18th Sunday in Ordinary Time


Readings: Exodus 16:2-4, 12-15; Ephesians 4:17, 20-24; John 6:24-35

Homily preached at the 13th Annual Meeting of the Boston Colloquy in Historical Theology.

I am put in mind of our vocation
as historical theologians
when I hear of the Hebrews in today’s first reading,
given miraculous bread by the Lord
to sustain them on their desert journey,
bread that appears each morning
for them to gather before it vanishes,
bread that is identified in today’s Gospel
as a foreshadowing of Jesus Christ,
God’s incarnate Word,
the true bread that has come down from heaven.
“On seeing it, the Israelites asked one another, ‘What is this?’
for they did not know what it was.
But Moses told them,
‘This is the bread that the Lord has given you to eat.’”

The Word of God
has been spread abroad in human history.
It lies before us like miraculous bread,
the food of the kingdom upon which we will feast eternally,
waiting to be gathered so that it may nourish us
on our pilgrimage through that history
to the new Jerusalem.
We gather what has been spread abroad,
the supersubstantial bread of the Word,
finding it sometimes in the most unlikely places:
Christologies of mixture and early Christian dialogues,
the writings of James of Eltville and of Reginald Pole,
texts from St. Thomas and, yes, even Scotus.
We come across a previously unknown manuscript
or some long-ignored passage in Augustine
and we ask one another, “What is this?”
It is the bread that the Lord has given us to eat,
and not just us, but all of God’s pilgrim people.

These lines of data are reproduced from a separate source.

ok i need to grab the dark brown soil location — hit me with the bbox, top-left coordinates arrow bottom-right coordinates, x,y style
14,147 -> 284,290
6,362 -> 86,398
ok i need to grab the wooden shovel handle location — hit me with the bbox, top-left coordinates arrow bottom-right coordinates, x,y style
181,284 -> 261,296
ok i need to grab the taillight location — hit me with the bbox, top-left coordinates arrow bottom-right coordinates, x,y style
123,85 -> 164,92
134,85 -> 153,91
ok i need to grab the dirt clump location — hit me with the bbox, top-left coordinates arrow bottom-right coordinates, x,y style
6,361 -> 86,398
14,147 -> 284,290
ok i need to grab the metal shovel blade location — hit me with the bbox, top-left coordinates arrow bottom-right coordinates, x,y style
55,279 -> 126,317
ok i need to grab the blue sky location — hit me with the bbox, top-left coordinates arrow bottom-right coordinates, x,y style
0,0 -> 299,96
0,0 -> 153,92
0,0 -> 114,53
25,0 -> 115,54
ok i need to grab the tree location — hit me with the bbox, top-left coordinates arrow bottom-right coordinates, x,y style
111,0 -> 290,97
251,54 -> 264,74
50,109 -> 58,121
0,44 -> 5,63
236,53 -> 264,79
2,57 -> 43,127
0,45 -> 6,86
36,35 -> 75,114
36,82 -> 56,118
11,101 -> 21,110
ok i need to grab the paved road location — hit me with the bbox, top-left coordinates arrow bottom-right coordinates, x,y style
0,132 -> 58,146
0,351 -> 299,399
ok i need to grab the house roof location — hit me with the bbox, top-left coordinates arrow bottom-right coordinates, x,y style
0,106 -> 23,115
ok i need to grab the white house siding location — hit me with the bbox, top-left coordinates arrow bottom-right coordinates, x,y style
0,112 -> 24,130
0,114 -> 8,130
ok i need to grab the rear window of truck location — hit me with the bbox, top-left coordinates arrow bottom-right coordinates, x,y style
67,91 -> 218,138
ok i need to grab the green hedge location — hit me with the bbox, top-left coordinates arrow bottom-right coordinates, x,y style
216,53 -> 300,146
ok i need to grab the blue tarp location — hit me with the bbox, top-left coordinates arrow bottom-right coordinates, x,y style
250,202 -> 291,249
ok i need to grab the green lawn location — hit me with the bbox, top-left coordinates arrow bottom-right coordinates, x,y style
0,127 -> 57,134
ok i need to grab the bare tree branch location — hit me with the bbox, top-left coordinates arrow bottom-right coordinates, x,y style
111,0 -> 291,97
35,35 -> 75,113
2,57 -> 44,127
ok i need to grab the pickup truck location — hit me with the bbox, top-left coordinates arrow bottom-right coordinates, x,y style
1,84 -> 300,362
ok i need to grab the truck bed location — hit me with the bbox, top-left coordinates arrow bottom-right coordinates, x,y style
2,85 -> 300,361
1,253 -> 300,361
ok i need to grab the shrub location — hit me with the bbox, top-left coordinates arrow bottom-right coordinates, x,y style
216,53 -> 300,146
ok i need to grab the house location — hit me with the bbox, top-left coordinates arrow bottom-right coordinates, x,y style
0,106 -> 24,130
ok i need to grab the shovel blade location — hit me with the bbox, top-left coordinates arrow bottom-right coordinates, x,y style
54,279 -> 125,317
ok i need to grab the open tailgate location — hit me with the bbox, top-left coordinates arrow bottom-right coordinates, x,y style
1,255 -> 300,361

As we ply our craft, in archives and classrooms,
committee meetings and academic colloquies,
we should always bear in our hearts those words:
it is the bread that the Lord has given you to eat.
And even more we should bear in our hearts the words of Jesus:
“Do not work for food that perishes
but for the food that endures for eternal life,
which the Son of Man will give you….
I am the bread of life;
whoever comes to me will never hunger,
and whoever believes in me will never thirst.”

The bishop Theophylact, writing in the 11th century, said
“He is the bread not of this ordinary life,
but of a very different kind of life,
which death will never cut short.”
But the true mystery of the Word made flesh
is that the bread of extraordinary life
is given to us mortals in this ordinary life,
the ordinary time of human history.
We seek out the bread of deathless life
amidst the ambiguities of the past,
power-plays and human failings,
stumbling efforts at human holiness
and the sanctified stubbornness of saints.
The task of the historical theologian as theologian
is to gather the manna scattered on the shifting sands of time,
which do not provide the comforting stability of abstraction.
We seek the bread of life that death will never cut short
in a confrontation with thinkers
possessed of mentalities very different from our own,
but with the confidence that because
they too hungered for food that never perishes,
they too thirsted for the living water,
it is not impossible that we can hear
echoed in their words
the one Word of life.
The chasm imposed by historical distance
cannot separate us from these friends,
not because we have honed
our skills of historical imagination—
though I hope we have done that—
and not because we have labored
to acquire facility with dead languages—
though I hope we have done that—
and not because of we have toiled
to gain paleographical skills—
though I hope people other than me have done that—
but because we, like they,
have been given to eat of the bread of life.
They, like us, have hungered and thirsted,
and they, like us, have been fed by Christ
with the bread of angels
so that the one Word might sound in their words.
We gather their words with care,
for it is the bread that the Lord has given us to eat.